Federal Circuit Finds Lack of Structure in Twin Peaks v. IBM
The Federal Circuit agreed with the district court that there was insufficient structure in the specification to support the means-plus-function claims in the Twin Peaks v. IBM patent litigation. The court found that the specification did not describe the means in sufficient detail. Read the decision here.
Supreme Court Limits Venue Shopping
In TC Heartland LLC v. Kraft Foods Group Brands LLC, the Supreme Court placed limits on venue shopping in patent litigation, holding that a domestic corporation resides in its State of incorporation. The decision will likely end the extensive use of plaintiff friendly courts like the Eastern District of Texas for patent infringement cases. The rules of the Eastern District assure that defendants will rapidly incur discovery and other costs before any opportunity to mount a defense. As a result, defendants often settle as the most cost effectively solution. There are currently over a thousand cases pending in the Eastern District of Texas. Many could be moved to other venues.

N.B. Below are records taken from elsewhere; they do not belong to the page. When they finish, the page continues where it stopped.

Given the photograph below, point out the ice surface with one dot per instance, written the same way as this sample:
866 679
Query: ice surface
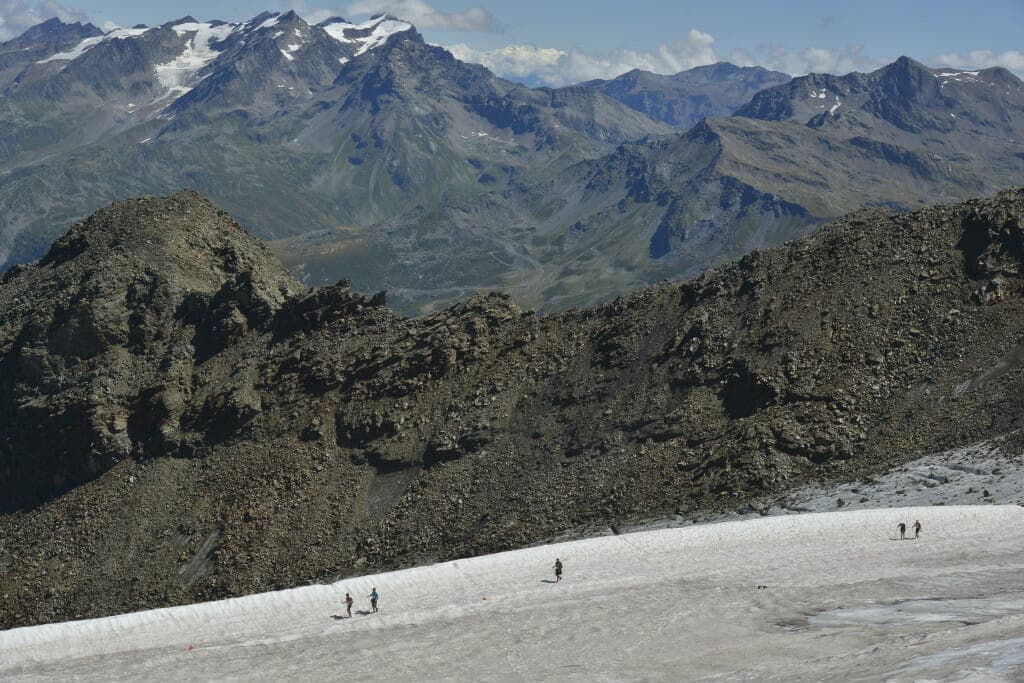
381 29
88 43
198 53
801 597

Chinese Anti-Monopoly Guidelines Don't Presume IP is Anti-Competitive
The anti-monopoly guidelines recently published for comment in China by the State Council don't assume that intellectual property is anti-competitive. If the guidelines become law as is likely, a company cannot be presumed to have a dominant market position because of intellectual property rights.
Federal Circuit Invalidates Patents in EasyWeb v. Twitter using Alice
The Federal Circuit invalidated several patents in the EasyWeb v. Twitter patent litigation as directed to abstract ideas. The district court had granted Twitter's motion for summary judgement because in ineligible subject matter. The court found that "Claim 1, unlike the claims found non-abstract in prior cases, uses generic computer technology to perform data collection, analysis, and publication and does not recite an improvement to a particular computer technology." The court also addressed EasyWeb's argument that the order of the steps was inventive, finding that "Claim 1 recites the most basic of steps in data collection, analysis, and publication and they are recited in the ordinary order." The decision follows other recent decisions where claims without technical solutions are invalidated.
Federal Circuit Affirms Invalidation in Xilinx v. Pabst
The Federal Circuit affirmed a district court invalidation of software patents in Xilinx v. Pabst.